Tories pressured to fix veterans’ charter

OTTAWA — The Conservative government, which long claimed its support of Canada’s military as a point of pride, faced mounting political pressure Monday to close lingering gaps in its long-championed veterans legislation.

OTTAWA — The Conservative government, which long claimed its support of Canada’s military as a point of pride, faced mounting political pressure Monday to close lingering gaps in its long-championed veterans legislation.

A leaked copy of a veterans ombudsman’s report — slated for release today but obtained over the weekend by The Canadian Press — confirms there are major problems with a system that was meant to care for and compensate former soldiers for injuries they sustained overseas, the New Democrats say.

The ombudsman’s office carried out a detailed comparison of benefits and entitlements between those under the new veterans charter and those from the old pension-for-life system, which had been used since the end of the First World War.

Hundreds of the most severely disabled soldiers will take a financial hit after they turn 65 when some charter benefits end, concludes the report by veterans ombudsman Guy Parent.

Those affected do not have military pensions and face the possibility of spending their final years in poverty, it notes.

The report also says the rates of compensation for pain and suffering are inadequate, and don’t even meet the level of what is handed out by Canadian courts in personal injury cases.

The Conservatives overhauled the veterans charter in 2011 following complaints that it was nowhere near as generous as the old system.

Those enhancements, which included more money to replace lost income, will be the subject of a review by a parliamentary committee this fall.

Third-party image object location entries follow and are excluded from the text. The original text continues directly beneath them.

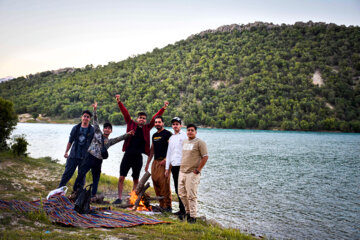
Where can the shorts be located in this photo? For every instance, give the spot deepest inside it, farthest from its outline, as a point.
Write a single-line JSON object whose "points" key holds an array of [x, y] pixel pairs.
{"points": [[133, 161]]}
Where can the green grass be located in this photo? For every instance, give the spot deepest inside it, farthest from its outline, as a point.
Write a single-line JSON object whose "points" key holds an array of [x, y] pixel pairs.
{"points": [[25, 178]]}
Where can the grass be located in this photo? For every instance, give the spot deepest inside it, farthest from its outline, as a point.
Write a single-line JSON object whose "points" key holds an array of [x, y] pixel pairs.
{"points": [[25, 178]]}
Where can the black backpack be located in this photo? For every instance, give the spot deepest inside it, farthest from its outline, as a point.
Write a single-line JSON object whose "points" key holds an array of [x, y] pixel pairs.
{"points": [[82, 203]]}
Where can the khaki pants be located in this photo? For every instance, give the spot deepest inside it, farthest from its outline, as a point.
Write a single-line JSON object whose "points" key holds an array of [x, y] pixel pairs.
{"points": [[188, 185], [161, 183]]}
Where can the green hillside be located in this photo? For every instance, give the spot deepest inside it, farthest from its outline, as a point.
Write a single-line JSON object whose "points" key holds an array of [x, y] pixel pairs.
{"points": [[257, 76]]}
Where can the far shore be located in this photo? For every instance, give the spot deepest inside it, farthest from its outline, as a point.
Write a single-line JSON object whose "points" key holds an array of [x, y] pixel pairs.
{"points": [[28, 118]]}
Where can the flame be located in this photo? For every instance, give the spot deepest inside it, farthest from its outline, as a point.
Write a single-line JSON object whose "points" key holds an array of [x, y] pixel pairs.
{"points": [[141, 207]]}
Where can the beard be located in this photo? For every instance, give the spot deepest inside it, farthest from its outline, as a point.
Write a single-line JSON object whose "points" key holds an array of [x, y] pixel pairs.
{"points": [[158, 127]]}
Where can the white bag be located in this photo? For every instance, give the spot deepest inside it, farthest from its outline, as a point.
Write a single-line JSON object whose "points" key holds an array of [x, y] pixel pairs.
{"points": [[61, 191]]}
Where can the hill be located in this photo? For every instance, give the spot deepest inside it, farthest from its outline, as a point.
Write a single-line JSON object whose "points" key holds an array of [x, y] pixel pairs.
{"points": [[263, 76]]}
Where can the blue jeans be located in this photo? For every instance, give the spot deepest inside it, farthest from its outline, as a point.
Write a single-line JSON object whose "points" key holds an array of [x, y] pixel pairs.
{"points": [[94, 164], [70, 167]]}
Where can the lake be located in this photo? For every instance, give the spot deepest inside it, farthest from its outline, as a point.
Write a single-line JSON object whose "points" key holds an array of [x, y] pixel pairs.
{"points": [[284, 185]]}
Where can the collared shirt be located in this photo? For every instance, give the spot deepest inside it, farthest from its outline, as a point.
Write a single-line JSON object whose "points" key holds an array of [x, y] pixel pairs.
{"points": [[174, 152], [193, 151]]}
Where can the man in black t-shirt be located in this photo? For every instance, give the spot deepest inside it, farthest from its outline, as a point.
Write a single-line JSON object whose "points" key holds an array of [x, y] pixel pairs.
{"points": [[160, 141]]}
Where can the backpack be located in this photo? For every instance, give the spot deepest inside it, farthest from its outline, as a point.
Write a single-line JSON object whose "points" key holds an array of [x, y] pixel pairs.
{"points": [[82, 203], [104, 153]]}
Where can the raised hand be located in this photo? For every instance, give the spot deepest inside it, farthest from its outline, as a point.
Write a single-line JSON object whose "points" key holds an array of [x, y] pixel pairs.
{"points": [[94, 105], [132, 132]]}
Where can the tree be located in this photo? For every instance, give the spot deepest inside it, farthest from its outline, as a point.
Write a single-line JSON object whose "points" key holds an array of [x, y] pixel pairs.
{"points": [[8, 121]]}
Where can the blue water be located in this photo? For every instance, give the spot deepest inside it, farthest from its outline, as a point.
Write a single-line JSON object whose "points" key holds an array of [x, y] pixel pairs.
{"points": [[284, 185]]}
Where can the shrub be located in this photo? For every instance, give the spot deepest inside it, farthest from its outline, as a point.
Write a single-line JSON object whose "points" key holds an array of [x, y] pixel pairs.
{"points": [[8, 121], [19, 147]]}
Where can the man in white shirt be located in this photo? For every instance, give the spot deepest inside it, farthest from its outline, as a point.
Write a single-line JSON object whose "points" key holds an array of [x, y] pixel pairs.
{"points": [[173, 157]]}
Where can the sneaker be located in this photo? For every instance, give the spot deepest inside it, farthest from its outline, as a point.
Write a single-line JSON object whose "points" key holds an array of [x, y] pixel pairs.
{"points": [[178, 213], [117, 201], [191, 220], [168, 209]]}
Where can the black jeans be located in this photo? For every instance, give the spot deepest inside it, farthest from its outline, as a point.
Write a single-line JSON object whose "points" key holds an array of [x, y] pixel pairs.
{"points": [[94, 164], [175, 172], [70, 167]]}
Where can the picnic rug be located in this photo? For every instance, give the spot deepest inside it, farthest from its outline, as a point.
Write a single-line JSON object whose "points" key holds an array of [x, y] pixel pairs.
{"points": [[61, 210]]}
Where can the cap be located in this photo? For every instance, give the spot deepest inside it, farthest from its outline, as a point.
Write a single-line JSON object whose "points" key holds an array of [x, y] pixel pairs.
{"points": [[176, 119]]}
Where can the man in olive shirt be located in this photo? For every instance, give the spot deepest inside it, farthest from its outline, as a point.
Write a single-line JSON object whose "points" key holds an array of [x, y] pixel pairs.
{"points": [[194, 157]]}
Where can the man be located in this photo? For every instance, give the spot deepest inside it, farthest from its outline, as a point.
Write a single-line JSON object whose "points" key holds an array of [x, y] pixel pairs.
{"points": [[134, 146], [159, 148], [93, 159], [194, 157], [173, 157], [79, 141]]}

But the concerns and gaps regarding elderly veterans and lump-sum compensation payments have been around for a long time — and the government had the chance to deal with the problems two years ago, said NDP defence critic Jack Harris.

“It should have and could have been done before,” Harris said.

“The fact that this is still an issue is simply mean-spirited, especially since this government is fond of describing soldiers as this country’s greatest citizens.”

Former defence minister Peter MacKay often invoked the phrase in speeches.

Last week, Veterans Affairs Minister Julian Fantino said the government would support the House of Commons veterans committee in its examination of the effect the government’s changes have had.

But there has already been “review after review after review,” Harris said, and veterans now expect action.

It remains unclear just how Tuesday’s report will impact an ongoing lawsuit by former service members who took part in the mission in Afghanistan.

The younger veterans are arguing that the new charter discriminates against them and provides less than to them than soldiers who served in the Second World War, Korea and on peacekeeping operations.

An actuarial study accompanying Parent’s report shows that under the new system, injured soldiers get more money up front in terms of loss of income support.

But compensation for non-economic loss — primarily the lump-sum payment for wounds — pales in comparison to the old pension system, the study shows.